Tratto dalla Mostra “Icone Quotidiane” (Novembre 2007)

Luce e materia. L’immagine come punto del loro incontro. La luce non è visibile di per sè. Neanche la materia è visibile senza luce. Solo la materia toccata dalla luce produce l’immagine. Solo le cose toccate dall’invisibile, cioè, vissute o amate, diventano reali. In questo senso arte è sempre realismo. Viste e vissute così tante immagini possono diventare icone, nel senso inteso da O. Pavel Florenskij nel saggio “Le Porte Regali” – icone nella misura in cui riescono ad essere finestre tra due mondi: quello invisibile che si proietta attraverso questa finestra su quello visibile. I primi passi sulla neve del campo della Dacia della mia infanzia russa, visti attraverso il vetro della memoria, anche essi sono una specie di icone. Le impronte visibili che lasciamo sul bianco infinito.

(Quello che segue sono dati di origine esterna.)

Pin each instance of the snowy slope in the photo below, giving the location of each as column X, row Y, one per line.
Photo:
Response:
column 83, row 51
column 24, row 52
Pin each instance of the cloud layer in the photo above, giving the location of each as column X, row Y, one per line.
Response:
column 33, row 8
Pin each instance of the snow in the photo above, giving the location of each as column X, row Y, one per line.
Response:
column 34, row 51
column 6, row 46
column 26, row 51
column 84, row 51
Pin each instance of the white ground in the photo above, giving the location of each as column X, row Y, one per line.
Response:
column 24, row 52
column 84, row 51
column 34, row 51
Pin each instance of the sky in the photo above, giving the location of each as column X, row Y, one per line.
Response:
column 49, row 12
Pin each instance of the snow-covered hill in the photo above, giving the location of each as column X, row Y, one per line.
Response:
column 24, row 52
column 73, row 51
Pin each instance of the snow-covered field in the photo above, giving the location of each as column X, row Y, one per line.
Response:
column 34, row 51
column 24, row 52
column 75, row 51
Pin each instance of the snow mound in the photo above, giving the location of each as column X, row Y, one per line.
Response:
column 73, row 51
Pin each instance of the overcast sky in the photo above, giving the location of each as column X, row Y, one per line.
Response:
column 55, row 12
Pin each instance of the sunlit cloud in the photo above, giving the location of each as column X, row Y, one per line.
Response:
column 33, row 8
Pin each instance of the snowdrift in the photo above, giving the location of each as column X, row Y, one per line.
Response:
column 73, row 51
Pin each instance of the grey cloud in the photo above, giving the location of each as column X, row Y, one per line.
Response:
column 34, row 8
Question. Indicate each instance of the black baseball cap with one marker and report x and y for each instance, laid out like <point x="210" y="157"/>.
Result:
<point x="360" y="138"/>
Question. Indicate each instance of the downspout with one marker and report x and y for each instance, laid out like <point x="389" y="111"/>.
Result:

Per quella stessa via, per le stesse contrade 
degli angeli andavano, mescolati alla folla. 
L’incorporeità li rendeva invisibili, 
ma a ogni passo lasciavano l’impronta d’un piede.

Boris Pasternak

Infatti mi è capitato di crescere nella dača di Pasternak a Peredelkino, vicino a Mosca, che rappresenta anche lo spazio fisico del romanzo “Doktor Zivago”, a cui debbo tanto. D’altronde le poesie del romanzo sono state scritte a Peredelkino quasi “dal vero”, e pure lo sfondo storico del romanzo prosegue nel tempo della mia infanzia. Forse proprio per questo mi vedevo piuttosto come un’abitante che come una lettrice di questo libro. Tutte le cose, i rumori e le immagini della dača sono ormai inseparabili dalle poesie.

Per me tutto è cominciato da lì.
La dača della mia infanzia che mi si offre come libro di poesie
Pagine-lenzuola appese alle righe.
Metrica di passi su sentieri coperti di neve.
Rime di alberi lungo il vialetto.
Campo sconfinato di significati dietro il cancello, che anche adesso sto attraversando.
E le cose diventano parole.
Da vedere.
Da toccare.
Da sentire.
Da capire.

Ora a Venezia leggo con gli stessi occhi e nella stessa maniera i riflessi dei ponti, i capitoli delle facciate, le righe delle bricole sulla superficie argentata della carta sgualcita della Laguna. Solo che nel corso degli anni diventa sempre più chiaro come sono piccole queste parole rispetto all’infinità del silenzio dilagato intorno.

Il mio lavoro non è solo сercare di vedere, toccare, sentire, magari capire, ma piuttosto di cogliere questo silenzio attraverso i passi sul bianco.